ASSOCIAZIONI: “BENE COMMISSARIO, ORA SUBITO LE BONIFICHE”
“Ben venga la nomina di un Commissario unico nazionale per la bonifica della Terra dei fuochi compresa tra le province di Napoli e Caserta. Al Generale Giuseppe Vadalà, già impegnato con la sua struttura nella bonifica delle discariche e dei siti contaminati, chiediamo che si lavori con celerità per far partire le bonifiche in questi territori feriti per troppi anni dagli ecomafiosi e dai trafficanti di rifiuti, responsabili di un vero dramma che ha avuto gravi ripercussioni sull’ambiente, sulla salute dei cittadini e sull’economia locale. È ora che anche per la Terra dei Fuochi soffi il vento dell’ecogiustizia, per questo chiediamo al Commissario Unico che si avvii al più presto una strategia sistemica, coordinata e globale come richiesto dalla sentenza con cui la Corte Europea dei Diritti Umani nelle scorse settimane ha condannato l’Italia per la vicenda della Terra Fuochi. Al governo chiediamo, invece, come prevede sempre questa sentenza, di velocizzare l’istituzione di un’Autorità indipendente per il monitoraggio di quanto accade in quei territori e la creazione di una piattaforma accessibile e trasparente, per garantire un’informazione puntuale per le comunità che finora è mancata. Per lo Stato italiano è tempo di assumersi le proprie responsabilità e di passare ai fatti per dare un nuovo futuro a questi territori”. Le associazioni ACLI, AGESCI, ARCI, Azione Cattolica Italiana, Legambiente e Libera commentano così quanto deciso dal Consiglio dei ministri.
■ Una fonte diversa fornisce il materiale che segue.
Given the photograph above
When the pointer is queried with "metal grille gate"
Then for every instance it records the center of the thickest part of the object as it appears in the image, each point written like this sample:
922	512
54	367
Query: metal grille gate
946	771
Le associazioni dallo scorso novembre hanno dato il via alla campagna nazionale ‘Ecogiustizia subito: in nome del popolo inquinato’. Una campagna itinerante che dal nord al Sud Italia sta facendo tappa in alcuni luoghi simbolo dell’Italia inquinata e segnati da ingiustizia ambientale e sociale per richiamare, in primis, l’attenzione sul tema delle mancate bonifiche e per chiedere interventi mirati e l’applicazione del principio chi inquina paga.